The first of its kind in the United States, the A.I.R. Gallery was founded in 1972 to deal with challenges and prejudices faced by female artists of the era. Susan Williams and Barbara Zucker, along with the other four founding members, selected 14 artists to become the first members. Membership is consistently maintained at 20 New York City artists at any one time. The A.I.R. Gallery is cooperative in nature, with members paying to belong and holding an ownership interest in the gallery. Artists must apply for membership and go through a rigorous peer interview and critique process to be inducted as one of the 20 members.
Over the years, the A.I.R. Gallery has resided in a number of locations throughout the New York City area. Beginning with its opening on 16 September 1972, the gallery was located at 97 Wooster Street until 1981. It then moved to 63 Crosby Street for the next 13 years. For 1994 to 2002, the gallery moved to 40 Wooster Street and then to 511West 52nd Street until opening in the DUMBO (Down Under the Manhattan Bridge Overpass) district of Brooklyn in October of 2008.
Individual artist exhibitions are not the full extent of how the A.I.R. Gallery contributes to the feminine art world. Starting in 1976 with a show by Aline Dallier called Combative Acts, Profiles and Voices, the gallery has hosted and sponsored a series of international shows. A fellowship program was also initiated in 1993 to help give artists a hand up by providing them with a visible gallery space. The program facilitates young careers by promoting interaction and relationship building with other more experienced and established artists.

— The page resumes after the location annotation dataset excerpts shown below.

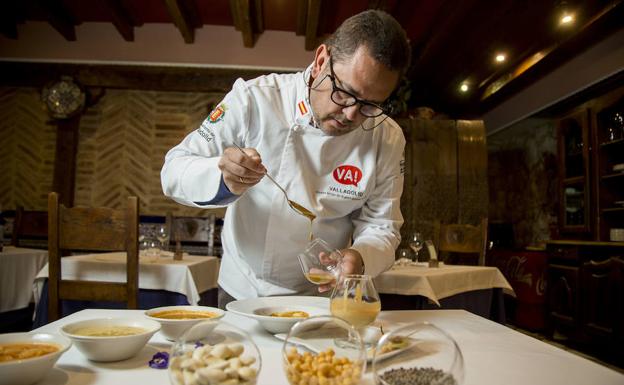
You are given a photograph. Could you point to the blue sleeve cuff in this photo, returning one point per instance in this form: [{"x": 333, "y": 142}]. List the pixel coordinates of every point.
[{"x": 223, "y": 197}]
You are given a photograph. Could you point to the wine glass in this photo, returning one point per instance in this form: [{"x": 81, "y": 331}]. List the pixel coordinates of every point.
[
  {"x": 355, "y": 300},
  {"x": 320, "y": 263},
  {"x": 162, "y": 234},
  {"x": 416, "y": 244}
]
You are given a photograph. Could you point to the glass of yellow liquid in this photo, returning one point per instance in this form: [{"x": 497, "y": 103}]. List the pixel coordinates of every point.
[
  {"x": 320, "y": 263},
  {"x": 355, "y": 300}
]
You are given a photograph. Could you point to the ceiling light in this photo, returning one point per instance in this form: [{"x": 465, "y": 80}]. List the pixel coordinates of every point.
[{"x": 567, "y": 18}]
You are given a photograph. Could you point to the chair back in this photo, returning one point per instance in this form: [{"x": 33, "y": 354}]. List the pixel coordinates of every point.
[
  {"x": 30, "y": 228},
  {"x": 92, "y": 229},
  {"x": 462, "y": 239},
  {"x": 197, "y": 235}
]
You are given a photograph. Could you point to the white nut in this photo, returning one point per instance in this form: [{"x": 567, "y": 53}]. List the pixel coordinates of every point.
[
  {"x": 235, "y": 363},
  {"x": 231, "y": 373},
  {"x": 247, "y": 373},
  {"x": 211, "y": 375},
  {"x": 236, "y": 349},
  {"x": 221, "y": 364},
  {"x": 221, "y": 351},
  {"x": 247, "y": 360},
  {"x": 190, "y": 364}
]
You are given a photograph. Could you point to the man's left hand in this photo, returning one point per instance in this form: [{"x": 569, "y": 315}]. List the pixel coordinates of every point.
[{"x": 352, "y": 263}]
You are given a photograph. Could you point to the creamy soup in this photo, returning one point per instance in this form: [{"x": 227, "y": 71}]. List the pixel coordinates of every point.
[
  {"x": 290, "y": 314},
  {"x": 12, "y": 352},
  {"x": 183, "y": 314},
  {"x": 108, "y": 331}
]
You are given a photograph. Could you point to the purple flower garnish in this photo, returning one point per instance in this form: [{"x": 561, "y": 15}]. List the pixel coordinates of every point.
[{"x": 159, "y": 361}]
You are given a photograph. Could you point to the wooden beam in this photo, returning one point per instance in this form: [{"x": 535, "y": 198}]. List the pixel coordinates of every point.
[
  {"x": 302, "y": 15},
  {"x": 312, "y": 21},
  {"x": 121, "y": 19},
  {"x": 59, "y": 17},
  {"x": 258, "y": 16},
  {"x": 235, "y": 15},
  {"x": 134, "y": 77},
  {"x": 181, "y": 20}
]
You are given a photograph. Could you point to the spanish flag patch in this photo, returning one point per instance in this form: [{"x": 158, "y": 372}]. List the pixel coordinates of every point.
[{"x": 302, "y": 108}]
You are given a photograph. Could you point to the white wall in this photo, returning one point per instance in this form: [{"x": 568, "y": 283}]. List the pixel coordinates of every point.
[
  {"x": 598, "y": 62},
  {"x": 220, "y": 46}
]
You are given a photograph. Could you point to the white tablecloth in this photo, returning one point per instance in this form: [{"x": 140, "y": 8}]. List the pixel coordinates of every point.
[
  {"x": 190, "y": 276},
  {"x": 440, "y": 282},
  {"x": 493, "y": 354},
  {"x": 18, "y": 268}
]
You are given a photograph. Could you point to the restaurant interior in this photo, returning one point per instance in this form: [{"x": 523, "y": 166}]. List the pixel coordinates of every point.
[{"x": 513, "y": 113}]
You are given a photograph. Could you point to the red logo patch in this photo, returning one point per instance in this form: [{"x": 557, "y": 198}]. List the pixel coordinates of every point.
[
  {"x": 217, "y": 114},
  {"x": 346, "y": 174}
]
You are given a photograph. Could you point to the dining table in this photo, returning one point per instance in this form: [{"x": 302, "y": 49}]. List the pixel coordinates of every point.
[
  {"x": 493, "y": 354},
  {"x": 416, "y": 285},
  {"x": 18, "y": 268},
  {"x": 163, "y": 280}
]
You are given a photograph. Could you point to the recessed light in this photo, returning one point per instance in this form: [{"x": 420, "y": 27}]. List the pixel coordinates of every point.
[{"x": 567, "y": 18}]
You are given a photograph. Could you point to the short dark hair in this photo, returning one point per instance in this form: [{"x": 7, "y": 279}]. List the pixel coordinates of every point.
[{"x": 379, "y": 32}]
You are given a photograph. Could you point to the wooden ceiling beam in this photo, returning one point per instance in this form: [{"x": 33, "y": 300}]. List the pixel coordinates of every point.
[
  {"x": 181, "y": 19},
  {"x": 302, "y": 16},
  {"x": 312, "y": 21},
  {"x": 242, "y": 15},
  {"x": 59, "y": 17},
  {"x": 121, "y": 19}
]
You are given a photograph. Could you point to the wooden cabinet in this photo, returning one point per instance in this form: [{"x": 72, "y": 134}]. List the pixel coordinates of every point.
[
  {"x": 590, "y": 141},
  {"x": 586, "y": 290}
]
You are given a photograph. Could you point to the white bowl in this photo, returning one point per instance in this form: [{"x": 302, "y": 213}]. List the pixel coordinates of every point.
[
  {"x": 30, "y": 370},
  {"x": 172, "y": 329},
  {"x": 261, "y": 308},
  {"x": 111, "y": 348}
]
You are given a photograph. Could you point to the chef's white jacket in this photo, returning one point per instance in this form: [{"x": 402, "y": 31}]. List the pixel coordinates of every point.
[{"x": 353, "y": 183}]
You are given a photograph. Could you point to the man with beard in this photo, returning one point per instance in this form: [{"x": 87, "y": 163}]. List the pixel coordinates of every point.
[{"x": 324, "y": 135}]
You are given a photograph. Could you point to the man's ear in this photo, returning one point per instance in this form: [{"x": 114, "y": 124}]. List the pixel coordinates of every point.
[{"x": 321, "y": 57}]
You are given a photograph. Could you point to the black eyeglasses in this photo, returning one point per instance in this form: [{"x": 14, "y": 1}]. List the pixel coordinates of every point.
[{"x": 346, "y": 99}]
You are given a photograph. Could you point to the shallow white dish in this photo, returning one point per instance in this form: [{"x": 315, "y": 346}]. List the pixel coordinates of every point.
[
  {"x": 172, "y": 329},
  {"x": 114, "y": 348},
  {"x": 30, "y": 370},
  {"x": 318, "y": 345},
  {"x": 260, "y": 308}
]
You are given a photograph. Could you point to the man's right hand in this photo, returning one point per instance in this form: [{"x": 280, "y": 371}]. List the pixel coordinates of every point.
[{"x": 241, "y": 172}]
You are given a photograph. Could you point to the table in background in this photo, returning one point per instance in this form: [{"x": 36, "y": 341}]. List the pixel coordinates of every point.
[
  {"x": 478, "y": 289},
  {"x": 18, "y": 268},
  {"x": 163, "y": 281},
  {"x": 493, "y": 354}
]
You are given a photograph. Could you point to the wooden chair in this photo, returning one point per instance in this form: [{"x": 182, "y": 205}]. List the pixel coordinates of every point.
[
  {"x": 30, "y": 228},
  {"x": 461, "y": 239},
  {"x": 197, "y": 235},
  {"x": 92, "y": 229}
]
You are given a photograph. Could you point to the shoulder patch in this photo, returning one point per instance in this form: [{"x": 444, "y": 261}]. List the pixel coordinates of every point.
[{"x": 217, "y": 114}]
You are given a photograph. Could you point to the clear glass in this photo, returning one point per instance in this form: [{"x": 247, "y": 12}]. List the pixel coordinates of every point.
[
  {"x": 209, "y": 342},
  {"x": 320, "y": 263},
  {"x": 416, "y": 243},
  {"x": 162, "y": 234},
  {"x": 355, "y": 300},
  {"x": 312, "y": 340},
  {"x": 404, "y": 257},
  {"x": 418, "y": 350}
]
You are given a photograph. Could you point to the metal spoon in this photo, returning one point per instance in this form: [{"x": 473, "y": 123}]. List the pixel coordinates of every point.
[{"x": 299, "y": 209}]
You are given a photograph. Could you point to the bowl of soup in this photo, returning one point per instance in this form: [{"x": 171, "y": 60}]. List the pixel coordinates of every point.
[
  {"x": 175, "y": 320},
  {"x": 110, "y": 339},
  {"x": 26, "y": 358}
]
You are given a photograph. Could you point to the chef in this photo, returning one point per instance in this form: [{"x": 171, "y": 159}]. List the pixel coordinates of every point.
[{"x": 322, "y": 134}]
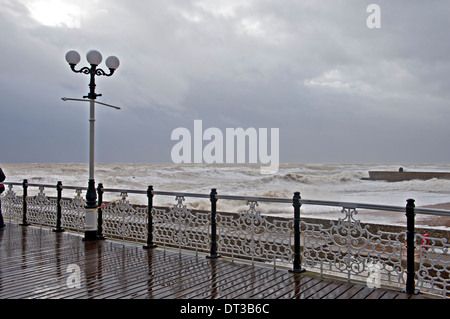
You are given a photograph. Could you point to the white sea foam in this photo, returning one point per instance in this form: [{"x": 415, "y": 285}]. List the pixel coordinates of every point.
[{"x": 333, "y": 182}]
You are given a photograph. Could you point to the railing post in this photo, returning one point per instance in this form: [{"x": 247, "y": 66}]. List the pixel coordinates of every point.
[
  {"x": 24, "y": 203},
  {"x": 58, "y": 208},
  {"x": 410, "y": 243},
  {"x": 99, "y": 212},
  {"x": 297, "y": 268},
  {"x": 150, "y": 243},
  {"x": 213, "y": 253}
]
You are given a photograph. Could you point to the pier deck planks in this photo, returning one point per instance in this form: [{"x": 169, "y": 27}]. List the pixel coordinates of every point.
[{"x": 34, "y": 264}]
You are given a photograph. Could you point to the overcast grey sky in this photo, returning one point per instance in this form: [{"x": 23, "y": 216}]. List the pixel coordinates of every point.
[{"x": 337, "y": 90}]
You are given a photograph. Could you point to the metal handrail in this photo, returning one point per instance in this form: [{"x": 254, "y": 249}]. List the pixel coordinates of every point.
[{"x": 377, "y": 207}]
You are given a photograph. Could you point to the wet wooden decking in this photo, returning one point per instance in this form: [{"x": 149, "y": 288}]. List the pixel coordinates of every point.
[{"x": 38, "y": 263}]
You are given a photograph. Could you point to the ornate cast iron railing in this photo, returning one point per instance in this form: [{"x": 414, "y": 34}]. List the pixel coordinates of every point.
[{"x": 344, "y": 247}]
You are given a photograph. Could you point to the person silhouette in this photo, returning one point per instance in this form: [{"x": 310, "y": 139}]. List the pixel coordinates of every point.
[{"x": 2, "y": 188}]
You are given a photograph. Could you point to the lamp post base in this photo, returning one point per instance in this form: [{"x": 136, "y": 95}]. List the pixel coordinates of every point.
[{"x": 90, "y": 235}]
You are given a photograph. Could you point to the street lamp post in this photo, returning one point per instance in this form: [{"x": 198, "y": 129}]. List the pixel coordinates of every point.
[{"x": 94, "y": 58}]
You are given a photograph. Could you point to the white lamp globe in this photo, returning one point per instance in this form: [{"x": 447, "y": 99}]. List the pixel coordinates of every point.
[
  {"x": 112, "y": 62},
  {"x": 94, "y": 57},
  {"x": 73, "y": 57}
]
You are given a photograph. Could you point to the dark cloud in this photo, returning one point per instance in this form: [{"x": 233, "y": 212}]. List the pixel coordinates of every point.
[{"x": 338, "y": 91}]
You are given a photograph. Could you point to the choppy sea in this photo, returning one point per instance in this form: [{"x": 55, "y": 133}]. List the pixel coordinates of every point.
[{"x": 331, "y": 182}]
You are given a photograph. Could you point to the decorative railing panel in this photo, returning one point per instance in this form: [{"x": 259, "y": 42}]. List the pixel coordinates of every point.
[
  {"x": 347, "y": 248},
  {"x": 73, "y": 212},
  {"x": 434, "y": 264},
  {"x": 41, "y": 209},
  {"x": 253, "y": 236},
  {"x": 12, "y": 205},
  {"x": 180, "y": 227},
  {"x": 125, "y": 221}
]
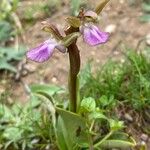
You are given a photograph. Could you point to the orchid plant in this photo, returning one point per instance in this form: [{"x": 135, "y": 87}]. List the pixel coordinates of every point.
[{"x": 75, "y": 128}]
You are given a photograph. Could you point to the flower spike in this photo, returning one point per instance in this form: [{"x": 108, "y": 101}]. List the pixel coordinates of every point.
[
  {"x": 92, "y": 35},
  {"x": 44, "y": 51}
]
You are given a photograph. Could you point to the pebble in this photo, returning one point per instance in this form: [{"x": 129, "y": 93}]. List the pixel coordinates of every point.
[
  {"x": 148, "y": 39},
  {"x": 111, "y": 28},
  {"x": 144, "y": 137}
]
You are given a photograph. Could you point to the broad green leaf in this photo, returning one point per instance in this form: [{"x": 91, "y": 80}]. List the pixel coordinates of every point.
[
  {"x": 5, "y": 31},
  {"x": 12, "y": 133},
  {"x": 116, "y": 125},
  {"x": 74, "y": 130},
  {"x": 109, "y": 144},
  {"x": 88, "y": 105},
  {"x": 97, "y": 115},
  {"x": 4, "y": 65}
]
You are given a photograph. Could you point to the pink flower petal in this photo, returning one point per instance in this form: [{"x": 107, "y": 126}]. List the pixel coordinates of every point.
[
  {"x": 93, "y": 36},
  {"x": 43, "y": 52}
]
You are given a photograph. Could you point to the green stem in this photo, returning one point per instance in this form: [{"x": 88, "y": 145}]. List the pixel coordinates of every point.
[{"x": 74, "y": 58}]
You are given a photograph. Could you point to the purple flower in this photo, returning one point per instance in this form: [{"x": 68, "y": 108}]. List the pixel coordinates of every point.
[
  {"x": 44, "y": 51},
  {"x": 92, "y": 35}
]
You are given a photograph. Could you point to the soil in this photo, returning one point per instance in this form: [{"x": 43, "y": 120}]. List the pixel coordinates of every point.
[{"x": 128, "y": 31}]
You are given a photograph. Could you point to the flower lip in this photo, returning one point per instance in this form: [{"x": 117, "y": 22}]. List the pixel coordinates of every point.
[
  {"x": 91, "y": 14},
  {"x": 43, "y": 52},
  {"x": 92, "y": 35}
]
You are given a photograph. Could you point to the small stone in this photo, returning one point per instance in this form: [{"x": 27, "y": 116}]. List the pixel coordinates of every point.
[
  {"x": 111, "y": 28},
  {"x": 144, "y": 137},
  {"x": 148, "y": 39},
  {"x": 128, "y": 117}
]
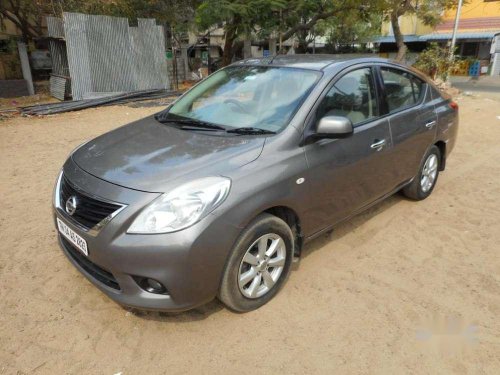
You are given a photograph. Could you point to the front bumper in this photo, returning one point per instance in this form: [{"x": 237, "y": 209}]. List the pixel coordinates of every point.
[{"x": 189, "y": 263}]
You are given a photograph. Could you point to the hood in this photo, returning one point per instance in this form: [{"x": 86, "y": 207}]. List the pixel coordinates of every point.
[{"x": 146, "y": 155}]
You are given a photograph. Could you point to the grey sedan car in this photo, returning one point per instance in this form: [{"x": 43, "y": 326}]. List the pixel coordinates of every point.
[{"x": 216, "y": 195}]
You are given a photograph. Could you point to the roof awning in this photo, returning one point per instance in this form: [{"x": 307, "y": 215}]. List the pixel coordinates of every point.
[{"x": 477, "y": 35}]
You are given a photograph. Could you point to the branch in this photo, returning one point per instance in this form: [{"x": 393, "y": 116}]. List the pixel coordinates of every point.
[{"x": 308, "y": 25}]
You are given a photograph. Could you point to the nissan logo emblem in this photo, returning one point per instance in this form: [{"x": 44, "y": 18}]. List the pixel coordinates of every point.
[{"x": 71, "y": 205}]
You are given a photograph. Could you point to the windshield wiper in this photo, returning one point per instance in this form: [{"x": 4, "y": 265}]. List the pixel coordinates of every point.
[
  {"x": 190, "y": 124},
  {"x": 250, "y": 131}
]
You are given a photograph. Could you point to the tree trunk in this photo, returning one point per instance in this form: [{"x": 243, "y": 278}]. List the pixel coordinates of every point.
[
  {"x": 399, "y": 37},
  {"x": 228, "y": 53},
  {"x": 231, "y": 36}
]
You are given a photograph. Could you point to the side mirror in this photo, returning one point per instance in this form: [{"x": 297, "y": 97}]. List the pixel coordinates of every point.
[{"x": 334, "y": 127}]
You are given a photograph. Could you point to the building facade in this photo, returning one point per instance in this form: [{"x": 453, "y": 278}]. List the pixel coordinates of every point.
[{"x": 477, "y": 39}]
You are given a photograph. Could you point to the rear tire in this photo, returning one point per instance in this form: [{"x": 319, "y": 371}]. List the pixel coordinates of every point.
[
  {"x": 258, "y": 265},
  {"x": 424, "y": 182}
]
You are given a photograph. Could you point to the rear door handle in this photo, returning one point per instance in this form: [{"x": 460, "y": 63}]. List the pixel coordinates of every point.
[
  {"x": 430, "y": 124},
  {"x": 378, "y": 145}
]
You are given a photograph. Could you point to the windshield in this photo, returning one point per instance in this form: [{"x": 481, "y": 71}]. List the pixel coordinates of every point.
[{"x": 247, "y": 96}]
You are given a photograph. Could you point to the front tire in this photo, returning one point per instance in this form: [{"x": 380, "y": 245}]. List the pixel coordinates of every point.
[
  {"x": 424, "y": 182},
  {"x": 258, "y": 265}
]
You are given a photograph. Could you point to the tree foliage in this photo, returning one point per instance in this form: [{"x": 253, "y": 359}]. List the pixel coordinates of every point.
[
  {"x": 286, "y": 19},
  {"x": 427, "y": 11}
]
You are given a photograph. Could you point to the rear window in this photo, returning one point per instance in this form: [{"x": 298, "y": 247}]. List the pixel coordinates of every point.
[{"x": 402, "y": 89}]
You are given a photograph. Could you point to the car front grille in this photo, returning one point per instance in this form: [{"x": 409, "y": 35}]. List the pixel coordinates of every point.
[
  {"x": 89, "y": 211},
  {"x": 98, "y": 273}
]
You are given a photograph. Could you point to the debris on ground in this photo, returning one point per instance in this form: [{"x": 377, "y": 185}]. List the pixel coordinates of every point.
[{"x": 445, "y": 86}]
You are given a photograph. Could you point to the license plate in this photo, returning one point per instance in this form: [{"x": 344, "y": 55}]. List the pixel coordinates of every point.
[{"x": 71, "y": 235}]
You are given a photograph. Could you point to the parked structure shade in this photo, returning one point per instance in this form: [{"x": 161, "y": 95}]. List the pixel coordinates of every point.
[{"x": 105, "y": 54}]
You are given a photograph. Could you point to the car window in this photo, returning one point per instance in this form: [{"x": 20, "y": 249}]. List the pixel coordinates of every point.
[
  {"x": 248, "y": 96},
  {"x": 352, "y": 96},
  {"x": 402, "y": 89}
]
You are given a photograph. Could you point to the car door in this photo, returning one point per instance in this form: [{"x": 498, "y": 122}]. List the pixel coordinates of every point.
[
  {"x": 412, "y": 119},
  {"x": 347, "y": 174}
]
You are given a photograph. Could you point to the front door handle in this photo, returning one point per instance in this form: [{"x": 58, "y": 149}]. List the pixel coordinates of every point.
[
  {"x": 430, "y": 124},
  {"x": 378, "y": 145}
]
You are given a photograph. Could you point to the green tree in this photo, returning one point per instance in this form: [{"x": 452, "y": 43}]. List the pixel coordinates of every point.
[
  {"x": 351, "y": 28},
  {"x": 292, "y": 18},
  {"x": 27, "y": 15}
]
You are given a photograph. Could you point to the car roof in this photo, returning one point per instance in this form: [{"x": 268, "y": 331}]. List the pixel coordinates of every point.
[{"x": 314, "y": 62}]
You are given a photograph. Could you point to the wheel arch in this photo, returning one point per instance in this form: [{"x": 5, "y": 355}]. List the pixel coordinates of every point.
[{"x": 289, "y": 216}]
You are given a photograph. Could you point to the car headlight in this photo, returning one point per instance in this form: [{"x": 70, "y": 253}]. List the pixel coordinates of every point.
[{"x": 182, "y": 207}]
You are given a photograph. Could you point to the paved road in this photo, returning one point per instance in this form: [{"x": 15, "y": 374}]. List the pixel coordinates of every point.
[{"x": 486, "y": 84}]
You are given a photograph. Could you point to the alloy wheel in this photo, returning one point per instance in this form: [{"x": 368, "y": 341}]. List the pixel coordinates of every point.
[{"x": 262, "y": 266}]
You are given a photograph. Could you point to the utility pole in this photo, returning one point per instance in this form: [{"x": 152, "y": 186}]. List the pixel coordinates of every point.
[{"x": 453, "y": 42}]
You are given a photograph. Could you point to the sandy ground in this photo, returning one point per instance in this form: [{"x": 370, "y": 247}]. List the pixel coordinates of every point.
[{"x": 403, "y": 288}]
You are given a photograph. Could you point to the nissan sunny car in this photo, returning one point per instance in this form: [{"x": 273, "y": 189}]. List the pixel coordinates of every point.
[{"x": 215, "y": 195}]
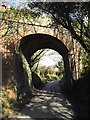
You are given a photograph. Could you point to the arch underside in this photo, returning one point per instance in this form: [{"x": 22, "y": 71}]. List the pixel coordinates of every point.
[{"x": 31, "y": 43}]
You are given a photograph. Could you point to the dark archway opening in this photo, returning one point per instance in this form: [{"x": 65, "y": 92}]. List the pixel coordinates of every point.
[
  {"x": 32, "y": 43},
  {"x": 47, "y": 67}
]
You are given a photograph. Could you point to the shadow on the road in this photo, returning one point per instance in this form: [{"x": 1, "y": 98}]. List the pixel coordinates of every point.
[{"x": 46, "y": 105}]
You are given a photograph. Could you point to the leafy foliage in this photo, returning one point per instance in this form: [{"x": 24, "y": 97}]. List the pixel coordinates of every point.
[{"x": 71, "y": 16}]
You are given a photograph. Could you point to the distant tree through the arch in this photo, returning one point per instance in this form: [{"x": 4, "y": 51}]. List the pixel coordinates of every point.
[{"x": 31, "y": 43}]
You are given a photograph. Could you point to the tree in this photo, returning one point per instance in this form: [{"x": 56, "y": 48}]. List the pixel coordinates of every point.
[{"x": 74, "y": 16}]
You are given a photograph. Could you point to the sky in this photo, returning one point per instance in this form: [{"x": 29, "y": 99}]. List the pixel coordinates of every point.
[{"x": 50, "y": 60}]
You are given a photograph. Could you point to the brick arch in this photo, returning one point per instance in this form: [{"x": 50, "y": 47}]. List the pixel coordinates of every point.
[{"x": 33, "y": 42}]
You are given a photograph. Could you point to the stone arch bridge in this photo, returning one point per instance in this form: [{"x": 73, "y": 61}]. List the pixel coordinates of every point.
[{"x": 35, "y": 37}]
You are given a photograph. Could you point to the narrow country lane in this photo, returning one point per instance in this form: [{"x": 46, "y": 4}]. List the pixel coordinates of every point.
[{"x": 48, "y": 105}]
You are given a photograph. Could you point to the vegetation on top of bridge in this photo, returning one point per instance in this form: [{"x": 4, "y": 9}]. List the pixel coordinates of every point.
[{"x": 75, "y": 17}]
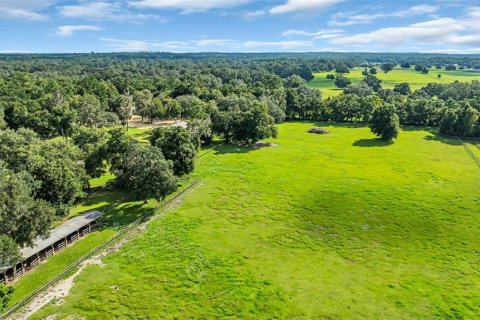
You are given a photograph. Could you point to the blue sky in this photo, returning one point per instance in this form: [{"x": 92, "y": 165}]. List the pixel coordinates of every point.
[{"x": 240, "y": 25}]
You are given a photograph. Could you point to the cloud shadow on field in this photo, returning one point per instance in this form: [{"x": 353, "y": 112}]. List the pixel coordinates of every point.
[{"x": 375, "y": 142}]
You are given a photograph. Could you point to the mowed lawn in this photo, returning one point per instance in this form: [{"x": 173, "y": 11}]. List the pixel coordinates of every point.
[
  {"x": 337, "y": 226},
  {"x": 396, "y": 76}
]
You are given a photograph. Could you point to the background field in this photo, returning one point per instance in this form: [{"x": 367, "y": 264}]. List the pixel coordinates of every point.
[
  {"x": 333, "y": 226},
  {"x": 390, "y": 79}
]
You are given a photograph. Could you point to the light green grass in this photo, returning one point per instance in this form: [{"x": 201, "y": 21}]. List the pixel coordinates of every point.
[
  {"x": 396, "y": 76},
  {"x": 337, "y": 226},
  {"x": 140, "y": 134},
  {"x": 120, "y": 214},
  {"x": 102, "y": 180}
]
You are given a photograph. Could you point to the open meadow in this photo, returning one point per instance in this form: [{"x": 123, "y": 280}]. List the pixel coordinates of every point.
[
  {"x": 390, "y": 79},
  {"x": 330, "y": 226}
]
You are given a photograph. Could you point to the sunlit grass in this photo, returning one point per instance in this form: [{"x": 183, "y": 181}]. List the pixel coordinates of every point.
[
  {"x": 396, "y": 76},
  {"x": 321, "y": 226}
]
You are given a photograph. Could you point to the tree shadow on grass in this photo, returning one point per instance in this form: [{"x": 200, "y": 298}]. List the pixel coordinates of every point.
[
  {"x": 436, "y": 137},
  {"x": 376, "y": 142},
  {"x": 232, "y": 148},
  {"x": 125, "y": 214}
]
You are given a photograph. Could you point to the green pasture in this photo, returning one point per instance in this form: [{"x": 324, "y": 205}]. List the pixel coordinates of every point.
[
  {"x": 396, "y": 76},
  {"x": 337, "y": 226}
]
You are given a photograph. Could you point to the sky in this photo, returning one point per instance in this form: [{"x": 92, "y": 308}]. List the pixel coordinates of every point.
[{"x": 51, "y": 26}]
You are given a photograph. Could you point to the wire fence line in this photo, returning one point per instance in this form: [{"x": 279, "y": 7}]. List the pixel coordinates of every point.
[
  {"x": 470, "y": 152},
  {"x": 123, "y": 231}
]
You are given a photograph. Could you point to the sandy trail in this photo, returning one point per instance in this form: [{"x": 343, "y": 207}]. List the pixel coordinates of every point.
[{"x": 62, "y": 288}]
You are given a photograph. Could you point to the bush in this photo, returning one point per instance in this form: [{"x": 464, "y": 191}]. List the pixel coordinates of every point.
[{"x": 317, "y": 130}]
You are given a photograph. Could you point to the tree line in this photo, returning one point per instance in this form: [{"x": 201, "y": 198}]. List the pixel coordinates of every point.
[{"x": 63, "y": 122}]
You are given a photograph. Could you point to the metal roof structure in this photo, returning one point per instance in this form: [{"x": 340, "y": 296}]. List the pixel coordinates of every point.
[{"x": 60, "y": 232}]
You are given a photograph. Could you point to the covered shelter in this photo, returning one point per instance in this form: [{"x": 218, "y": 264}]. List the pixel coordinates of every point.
[{"x": 60, "y": 237}]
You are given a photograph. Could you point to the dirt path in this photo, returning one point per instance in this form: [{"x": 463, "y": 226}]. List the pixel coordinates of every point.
[
  {"x": 136, "y": 122},
  {"x": 62, "y": 288}
]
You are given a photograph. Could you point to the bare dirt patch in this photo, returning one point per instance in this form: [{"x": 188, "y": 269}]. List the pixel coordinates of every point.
[
  {"x": 136, "y": 122},
  {"x": 263, "y": 144}
]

The archives of the A.I.R. Gallery going back to its inception are available to the public. These archives include material such as administrative data, curatorial decisions, and chronologies of exhibitions. Holiday and biennial exhibitions are done on an invitational basis. The A.I.R. Gallery and its members also hold lectures and other educational for the public to assist in furthering the cause of feminine empowerment, especially in the arts.